In my own practice as a physician and orthogeriatrician; I find that the use of problem lists greatly assists the management of such patients; and in a recent audit we demonstrated that use of problem lists not only enhanced the care of such patients; but also improved the quality of communication with primary care.
We introduced problem list (PL)-based record keeping in our department by increasing awareness amongst medical staff at departmental meetings. PL were based on the method of Weed (5,6,7).
50 randomly selected case notes were reviewed post-discharge and PL made for each of them by independent senior clinician assessors. Notes were scrutinized for whether PL were made during admission; whether they were updated and accurate (>70% concordance with assessors), and for accuracy of discharge summary. We found that updated and accurate PL resulted in more accurate discharge summaries.
In an era when the medical care of inpatients is frequently discontinuous; the transfer of accurate information becomes ever more important, never more so than in the care the frail older patients with multimorbidity; who constitute nearly 65% of hospital inpatients (8). The completion of accurate; updated problem lists improve the transfer of accurate clinical information, the quality of communication with primary care; and therefore the quality of care.
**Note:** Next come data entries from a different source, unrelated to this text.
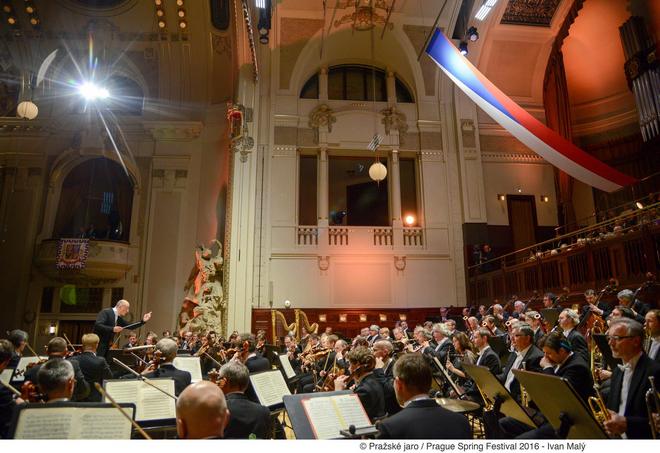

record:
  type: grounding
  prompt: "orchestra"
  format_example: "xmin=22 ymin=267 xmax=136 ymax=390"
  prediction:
xmin=0 ymin=280 xmax=660 ymax=439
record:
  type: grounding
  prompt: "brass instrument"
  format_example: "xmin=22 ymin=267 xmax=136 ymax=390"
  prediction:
xmin=644 ymin=376 xmax=660 ymax=440
xmin=587 ymin=386 xmax=611 ymax=434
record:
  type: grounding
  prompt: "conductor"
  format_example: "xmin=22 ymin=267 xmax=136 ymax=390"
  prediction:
xmin=94 ymin=299 xmax=151 ymax=357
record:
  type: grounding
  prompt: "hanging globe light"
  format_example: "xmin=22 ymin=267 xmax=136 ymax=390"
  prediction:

1. BMJ 2012;345:e6202 (Published 17 September 2012)
2. BMJ 2012;345:e6341 (Published 4 October 2012)
3. Consultant Physicians Working with Patients RCP 2008
4. Comprehensive Assessment for the Older Frail Patient in Hospital. British Geriatrics Society 2005.
5. Hyatt R; Sen D et al. Problem lists in older in-patients: an old idea whose time has come? Submitted for publication 2012
6. Weed L et al, Archive Internal medicine, 1971, Vol. 127, Pg 101-105
7. Quality control and the medical record. Weed L et al, Arch. Int. Med. 1971, 127; 101-105
8. Hospitals on the Edge? Royal College of Physicians Sept 2012
Dr Ray Hyatt; consultant physician and orthogeriatrician; East Lancashire
Dr D Sen; SpR stroke medicine; Salford.